I’ve been visiting San Diego for years but had yet to find an exceptional restaurant, that is until now. I was staying at the Fairmont Grand Del Mar in San Diego and decided to try their two star Michelin, Relais and Chateaux, Forbes 5 star and triple AAA 5 diamond restaurant. I’m not usually a fan of hotel restaurants, but this one is an exception to the rule. Under the leadership of Grand Chef (only 159 of them worldwide) William Bradley, Addison is an unrivalled dining experience in Southern California.
The 80 seat restaurant is plush but honestly is dated. However, they will be updating it in January of 2023. Heavy European style furnishings with arched windows overlooking the golf course. Dark mediaeval style chandeliers, vaulted wood beam ceilings, limestone fireplaces, tiled floors, marble columns and for some reason not a flower in sight on the bare tables. But the tables are spread out, giving ample space between diners. It is quiet, elegant, with beautiful china, crystal and silver. It is on the dark side and I suggest requesting a window seat, for the views as well as the natural light. It may all be old school but it is elegant and the service is extraordinary, formal, professional, attentive and personable. The service is like a fine tuned dance or orchestra with perfect precision.

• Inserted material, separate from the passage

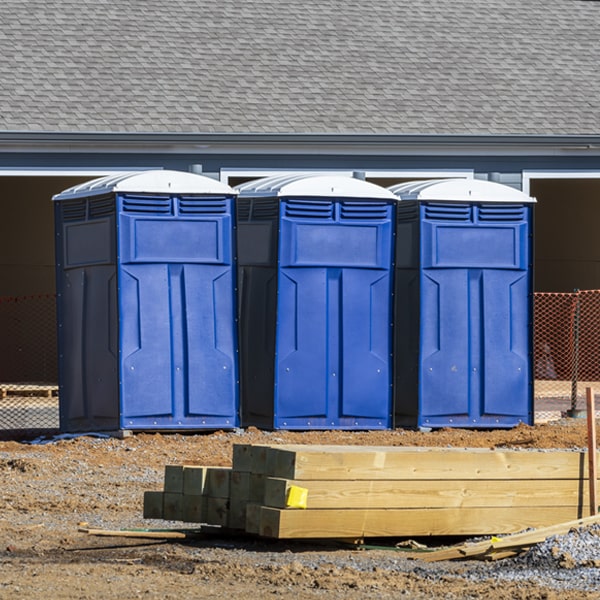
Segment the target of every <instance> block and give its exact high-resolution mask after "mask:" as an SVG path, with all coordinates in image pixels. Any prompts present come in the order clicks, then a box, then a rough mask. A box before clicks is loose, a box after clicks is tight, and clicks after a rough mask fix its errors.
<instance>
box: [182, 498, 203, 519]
mask: <svg viewBox="0 0 600 600" xmlns="http://www.w3.org/2000/svg"><path fill="white" fill-rule="evenodd" d="M206 514H207V510H206V497H204V496H197V495H192V494H187V495H186V494H184V495H183V498H182V506H181V520H182V521H184V522H186V523H205V522H206V518H207V517H206Z"/></svg>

Chef Bradley opened this restaurant in 2006. He received his first star in 2019 and his second in 2021. He is hopeful that he will be receiving his third star soon. He is an ambitious chef, with exceptional skills, whose French techniques with a leaning towards Asian influences can be seen and tasted in many dishes, as the chef admires and respects this cuisine.

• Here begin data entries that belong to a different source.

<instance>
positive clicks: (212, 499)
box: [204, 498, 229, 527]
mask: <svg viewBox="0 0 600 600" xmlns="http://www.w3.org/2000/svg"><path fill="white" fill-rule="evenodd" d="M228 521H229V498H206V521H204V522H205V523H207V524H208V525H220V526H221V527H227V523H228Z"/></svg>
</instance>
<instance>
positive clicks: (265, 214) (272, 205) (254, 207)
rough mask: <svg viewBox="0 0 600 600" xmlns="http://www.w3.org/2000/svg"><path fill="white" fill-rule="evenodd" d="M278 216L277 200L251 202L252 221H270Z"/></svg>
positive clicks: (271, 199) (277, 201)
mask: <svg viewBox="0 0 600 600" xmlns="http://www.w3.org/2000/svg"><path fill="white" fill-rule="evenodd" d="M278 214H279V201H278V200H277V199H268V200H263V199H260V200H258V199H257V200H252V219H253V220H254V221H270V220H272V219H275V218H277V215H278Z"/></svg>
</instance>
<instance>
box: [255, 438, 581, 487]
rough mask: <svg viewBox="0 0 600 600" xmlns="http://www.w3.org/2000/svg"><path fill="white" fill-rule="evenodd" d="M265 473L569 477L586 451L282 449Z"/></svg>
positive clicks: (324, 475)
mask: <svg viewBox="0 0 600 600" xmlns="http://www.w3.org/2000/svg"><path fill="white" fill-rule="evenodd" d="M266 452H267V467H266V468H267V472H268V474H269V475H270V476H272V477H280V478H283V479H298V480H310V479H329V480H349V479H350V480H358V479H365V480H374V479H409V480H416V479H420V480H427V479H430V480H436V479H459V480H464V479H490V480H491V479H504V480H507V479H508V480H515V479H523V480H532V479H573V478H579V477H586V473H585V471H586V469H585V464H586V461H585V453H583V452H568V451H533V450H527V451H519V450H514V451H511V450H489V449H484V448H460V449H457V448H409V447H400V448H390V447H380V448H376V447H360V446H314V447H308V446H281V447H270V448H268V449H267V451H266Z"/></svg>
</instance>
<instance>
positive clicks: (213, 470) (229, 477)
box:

This was a 9 course tasting menu, plus amuses. The menu changes regularly with the seasons. Our prelude began with 4 small bites, with kampachi nigiri, a chicken liver churro, Sage Hill garden greens, and a fabulous crispy potato square topped with Iberico Ham. The next 9 courses were equally appealing, kampachi sashimi with shiso, a shellfish presentation, and a standout Regiis Ova reserve caviar, served over a warm Kishihikari rice that was pure perfection. Another favorite course for us was called an interlude, salt and vinegar chips (which were addictive), served with a toasted dill, burnt onion dip. Up next, a golden eye snapper, served with a light broth and flavors of summer. This was followed by another, heartier Thai soup, with crispy sweet and sour sweetbreads (served on the side), with Thai basil and coriander. The bread course was next, and their sourdough bread with a 2 1/2 year old mother, and two butters, a brown sugar and a goats milk butter was heavenly. In fact, we took the leftovers back to our hotel room and had it for breakfast the next day. Crispy on the outside and dense and soft in the middle, I’m still dreaming about that bread now. The main course was a barbecued squab, a touch too rare for my taste but nevertheless delicious, in a red cabbage syrup, with chanterelles and wild arugula. Before the mignardises were served we were given Harry’s berries, strawberries, cucumber jelly and a fragrant whipped orange blossom. Then a variety of sweet treats, one better than the next.
The chef uses luxe ingredients from Southern California or imports them from places like Haikodo Japan and using skillful technique and glorious presentations, along with genuine hospitality and gracious service, it was a memorable meal indeed.
There was an impressive wine list, (actually a book) and in fact, Addison has held Wine Spectator’s Grand Award since 2009. They have a 12,000 bottle collection. The wines range in price from $145-$13,000 a bottle. There was a beautiful selection from not only California but also Burgundy, Rhône, Bordeaux, Italy, Spain and Germany. We were happy to find a half bottle of Billecart Salmon champagne. There are three sommeliers on staff and one was able to recommend a full body, smooth red from Spain as well.
The name Addison is named for Addison Mizner, the architect whose work inspired the style of the resort.
Chef William Bradley is crafting a world class dining experience. It doesn’t come cheap, at $298 per person before drinks. Others might complain they don’t want a marathon tasting meal, and if you have a short attention span then maybe look elsewhere. But, in the hands of the right chef, you might just feel as I did, excited, and energized by a vibrant and luscious meal of detailed, indulgent, well earned reputation of delightful bites.